Find out about plans for a grocery store at Penn and Plymouth when the City of Minneapolis hosts a public meeting Tuesday May 29, 6 p.m. at UROC (the Urban Research and Outreach-Engagement Center at 2001 Plymouth Ave. N) to present the recommended projects for the two city-owned properties at Penn and Plymouth, answer community questions and receive feedback.
Glenn Ford from Praxis will present his plans for a grocery store on the southeast corner, and Hennepin County will present their plans for an interim parking lot to support NorthPoint, on the southwest corner. “The City Council will consider this matter following neighborhood discussion and consideration. Council action is expected in mid July,” said Beth Grosen, senior project coordinator for business development at the City of Minneapolis Community Planning and Economic Development Department (CPED).
Grosen said that after being approached by the two entities, CPED posted the properties with a notice about a request for proposals issued this past November. They received a variety of proposals in January, and after a few months of talking with various proposers, the two original proposals are what remains.
She said the Praxis proposal would build a 23,000 square foot full service grocery store with fresh produce and deli, employing 150 people and costing $6.5 million.
Ford is an established business person with new ideas on sourcing foods locally, even “aquaponics,” growing fish, Grosen said. “His ideas will be unveiled at the meeting, they are still evolving.”

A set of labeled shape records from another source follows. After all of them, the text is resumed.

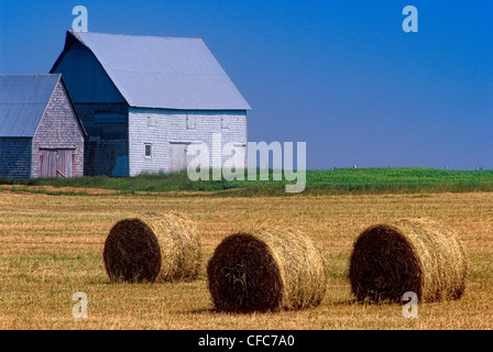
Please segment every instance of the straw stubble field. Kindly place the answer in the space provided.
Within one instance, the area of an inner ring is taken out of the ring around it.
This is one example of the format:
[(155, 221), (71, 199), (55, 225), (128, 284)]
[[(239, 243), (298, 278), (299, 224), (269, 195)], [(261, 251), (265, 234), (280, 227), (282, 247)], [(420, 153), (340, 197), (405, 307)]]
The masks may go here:
[[(177, 211), (195, 221), (202, 265), (195, 282), (111, 284), (106, 237), (129, 212)], [(417, 319), (398, 304), (354, 302), (348, 278), (354, 240), (369, 226), (428, 217), (462, 241), (467, 289), (460, 300), (420, 304)], [(315, 308), (219, 314), (206, 265), (223, 238), (287, 227), (321, 249), (328, 286)], [(88, 318), (73, 317), (74, 293), (88, 297)], [(1, 329), (492, 329), (493, 194), (295, 197), (50, 196), (0, 193)]]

It’s possible Ford could attract interest in a second story with offices or other businesses, and put parking underground. The RFP stated that proposals for buildings of two to four stories would be preferred though not required. She said she’s leaning toward giving Praxis 18 months exclusive development rights to the property so he can pull together possible tenants, financing, and all the necessary permits as well as engaging the surrounding neighborhood.
Grosen said the parcels are being considered separately. It wouldn’t be safe to have people pushing shopping carts across the busy street to grocery parking on the southwest corner, and it would amount to supporting excess parking for the store size, she said.
Hennepin County, for NorthPoint Health and Wellness Center, would pave and put in stormwater handling, lighting and landscaping for a 92-space parking lot, leasing it as a five-year interim use. “We would continue to market the site, and if we had a qualified developer” who came forward wanting that land earlier, NorthPoint would move off of it.
“At some point they may be building on their existing parking” if funds come through to expand NorthPoint’s campus. She said they are also open to a shared arrangement where places such as the funeral home, Urban League and UROC could use the lot for evening overflow parking.